The 6 qualities to look for in a strategic vendor

What does a strategic vendor look like? How do you avoid getting locked in with one who doesn’t work for you? Here are some of the qualities you need to look for.

1. Understanding

They’re a keeper if you can find a company that understands your business needs. Strategic vendors should be partners in your tech consolidation efforts. They should help solve software problems at an organizational—not individual—level.

An organization that understands your business needs should also understand the risks that come with technology consolidation. Migrations, people’s willingness to change, security, are just a few things that a vendor should help you focus on.

2. Open and flexible

If the technology isn’t flexible enough, you’ll be back to where you were a few years ago: mired in customizations. A strategic vendor provides an open and flexible product that works with you and your tech stack, not the other way around.

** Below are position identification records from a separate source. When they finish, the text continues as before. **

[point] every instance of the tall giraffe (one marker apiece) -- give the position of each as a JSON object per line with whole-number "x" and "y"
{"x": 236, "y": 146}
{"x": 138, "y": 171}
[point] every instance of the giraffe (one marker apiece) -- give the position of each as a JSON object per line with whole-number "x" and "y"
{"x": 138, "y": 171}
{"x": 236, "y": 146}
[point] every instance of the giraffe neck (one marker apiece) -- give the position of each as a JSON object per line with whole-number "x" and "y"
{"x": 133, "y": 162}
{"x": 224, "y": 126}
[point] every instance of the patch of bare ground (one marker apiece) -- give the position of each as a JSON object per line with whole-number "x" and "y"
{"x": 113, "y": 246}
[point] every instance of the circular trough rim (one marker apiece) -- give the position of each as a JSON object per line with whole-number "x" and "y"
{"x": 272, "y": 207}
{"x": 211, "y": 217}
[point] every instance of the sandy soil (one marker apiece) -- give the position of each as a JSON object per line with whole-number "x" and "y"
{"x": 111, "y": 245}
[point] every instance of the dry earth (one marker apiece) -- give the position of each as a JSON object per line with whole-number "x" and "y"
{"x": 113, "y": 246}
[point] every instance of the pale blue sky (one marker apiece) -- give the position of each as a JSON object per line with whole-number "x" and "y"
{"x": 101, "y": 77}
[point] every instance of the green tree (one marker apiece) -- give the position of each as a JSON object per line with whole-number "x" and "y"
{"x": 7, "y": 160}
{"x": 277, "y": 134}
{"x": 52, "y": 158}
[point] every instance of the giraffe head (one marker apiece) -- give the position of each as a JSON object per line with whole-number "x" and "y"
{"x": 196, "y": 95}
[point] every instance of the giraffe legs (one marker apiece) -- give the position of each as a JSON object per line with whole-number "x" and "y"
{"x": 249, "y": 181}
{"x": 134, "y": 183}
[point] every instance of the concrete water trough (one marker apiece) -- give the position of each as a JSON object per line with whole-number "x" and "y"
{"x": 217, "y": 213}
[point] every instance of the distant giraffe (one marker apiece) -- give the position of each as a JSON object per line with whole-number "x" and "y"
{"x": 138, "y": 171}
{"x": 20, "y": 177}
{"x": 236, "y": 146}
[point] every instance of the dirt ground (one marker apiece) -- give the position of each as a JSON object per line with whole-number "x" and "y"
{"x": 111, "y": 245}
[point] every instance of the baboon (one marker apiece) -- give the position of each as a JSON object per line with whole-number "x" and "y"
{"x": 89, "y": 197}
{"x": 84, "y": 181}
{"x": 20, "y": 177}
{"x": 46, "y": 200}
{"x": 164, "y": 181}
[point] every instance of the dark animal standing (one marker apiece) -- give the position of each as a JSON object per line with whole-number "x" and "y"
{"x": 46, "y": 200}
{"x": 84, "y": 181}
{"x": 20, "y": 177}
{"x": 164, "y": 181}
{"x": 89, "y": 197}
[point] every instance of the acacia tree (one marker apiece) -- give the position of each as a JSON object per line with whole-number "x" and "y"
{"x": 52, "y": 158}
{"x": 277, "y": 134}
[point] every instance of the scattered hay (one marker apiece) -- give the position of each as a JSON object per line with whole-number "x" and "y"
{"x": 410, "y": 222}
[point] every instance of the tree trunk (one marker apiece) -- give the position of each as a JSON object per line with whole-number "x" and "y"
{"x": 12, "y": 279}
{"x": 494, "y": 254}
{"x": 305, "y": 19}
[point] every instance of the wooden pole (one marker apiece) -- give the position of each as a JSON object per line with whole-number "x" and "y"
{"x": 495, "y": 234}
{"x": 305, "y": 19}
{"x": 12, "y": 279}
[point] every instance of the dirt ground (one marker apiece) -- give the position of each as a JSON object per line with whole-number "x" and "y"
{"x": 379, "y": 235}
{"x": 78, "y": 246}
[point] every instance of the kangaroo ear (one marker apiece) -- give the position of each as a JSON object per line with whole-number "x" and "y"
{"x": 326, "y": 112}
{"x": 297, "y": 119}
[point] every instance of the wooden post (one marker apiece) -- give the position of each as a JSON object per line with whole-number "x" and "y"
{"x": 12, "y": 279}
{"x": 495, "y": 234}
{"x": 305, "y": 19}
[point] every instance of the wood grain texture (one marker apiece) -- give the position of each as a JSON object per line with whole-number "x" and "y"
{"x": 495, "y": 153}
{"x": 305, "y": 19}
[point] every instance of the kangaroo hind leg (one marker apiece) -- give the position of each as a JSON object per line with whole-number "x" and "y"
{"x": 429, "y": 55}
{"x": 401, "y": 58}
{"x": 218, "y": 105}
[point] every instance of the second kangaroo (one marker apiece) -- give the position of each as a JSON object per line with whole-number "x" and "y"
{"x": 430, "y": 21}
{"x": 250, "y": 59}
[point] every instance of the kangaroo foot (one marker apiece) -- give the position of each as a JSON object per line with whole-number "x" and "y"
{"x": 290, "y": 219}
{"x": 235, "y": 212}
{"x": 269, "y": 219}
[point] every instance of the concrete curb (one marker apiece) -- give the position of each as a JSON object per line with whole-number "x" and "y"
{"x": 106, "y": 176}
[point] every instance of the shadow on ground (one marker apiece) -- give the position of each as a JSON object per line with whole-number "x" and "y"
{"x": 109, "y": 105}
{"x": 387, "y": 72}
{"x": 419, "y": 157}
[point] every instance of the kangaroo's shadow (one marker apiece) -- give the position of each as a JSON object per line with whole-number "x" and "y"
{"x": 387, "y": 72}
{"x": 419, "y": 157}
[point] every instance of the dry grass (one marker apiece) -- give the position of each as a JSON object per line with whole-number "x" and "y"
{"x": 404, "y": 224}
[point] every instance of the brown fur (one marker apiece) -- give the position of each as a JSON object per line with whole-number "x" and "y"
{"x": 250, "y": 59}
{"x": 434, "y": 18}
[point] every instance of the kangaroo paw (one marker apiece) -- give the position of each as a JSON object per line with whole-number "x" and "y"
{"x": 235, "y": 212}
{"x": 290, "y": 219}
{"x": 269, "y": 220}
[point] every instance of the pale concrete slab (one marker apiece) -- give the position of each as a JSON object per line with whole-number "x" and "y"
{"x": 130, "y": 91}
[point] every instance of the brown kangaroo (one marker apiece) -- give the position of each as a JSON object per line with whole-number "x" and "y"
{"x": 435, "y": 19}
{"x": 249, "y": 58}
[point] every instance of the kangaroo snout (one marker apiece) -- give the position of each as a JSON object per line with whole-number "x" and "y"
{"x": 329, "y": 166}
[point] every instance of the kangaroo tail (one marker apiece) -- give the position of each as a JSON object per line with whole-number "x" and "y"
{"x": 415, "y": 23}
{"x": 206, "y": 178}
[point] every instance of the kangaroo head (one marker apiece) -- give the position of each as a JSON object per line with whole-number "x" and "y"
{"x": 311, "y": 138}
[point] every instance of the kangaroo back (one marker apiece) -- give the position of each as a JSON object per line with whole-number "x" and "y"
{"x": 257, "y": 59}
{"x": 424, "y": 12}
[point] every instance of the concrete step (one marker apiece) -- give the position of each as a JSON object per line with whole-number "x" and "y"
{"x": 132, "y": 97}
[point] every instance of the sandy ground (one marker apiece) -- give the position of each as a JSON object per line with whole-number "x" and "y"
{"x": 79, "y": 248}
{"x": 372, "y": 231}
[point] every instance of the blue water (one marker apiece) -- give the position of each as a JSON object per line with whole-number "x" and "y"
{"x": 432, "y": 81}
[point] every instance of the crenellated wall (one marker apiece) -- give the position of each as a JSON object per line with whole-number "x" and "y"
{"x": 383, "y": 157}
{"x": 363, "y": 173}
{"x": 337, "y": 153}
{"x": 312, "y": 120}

Red Hat, for instance, is exemplary at this. Its product is open and often driven by its community– the ones who best know what it needs.

3. Financial flexibility

Technology consolidation can be so expensive that initially it doesn’t look like the juice is worth the squeeze. A strategic vendor knows this and should try and work with you to mitigate or lessen the pain of those initial upfront costs.

4. Viability

Nearly 70% of respondents to that CIO survey mentioned earlier indicate that they worry about vendor viability. Make sure the vendor you’re looking at has a significant parent company backing it.

5. Eco(system) friendly

A good software vendor knows that they can’t provide you with everything you need. So they leverage their partnerships and help you leverage yours. Look for a product that makes integrations and customizations easy through a partner-driven ecosystem. This way, you meet your needs but don’t have to rely on more vendors.

6. Function, not features

The right software vendor for tech consolidation is not providing you a right-here, right-now solution or a menu of features. Rather, look for a product or platform that gives you the ability to build, migrate, integrate, and deploy your solutions the way that best fits your organization.

Releasing the pressure

Technology consolidation can have drawbacks. Such an initiative brings disruption, which can be hard on your organization’s personnel.

People are creatures of habit and are used to the things they have. They fear risk. They wonder if such an initiative will jeopardize their job. Technology consolidation disrupts all that.

With your next technology choice, make sure you go with a strategic vendor that offers more than just a point solution. You want a vendor that not only has the right product in place, but also has a practice that helps you adopt it, roll it out, and show you how to institute change throughout your organization.

They won’t make those challenges fully go away, but the right vendor should help you understand and mitigate. Find a vendor that helps you turn the valve to slowly decrease the pressure.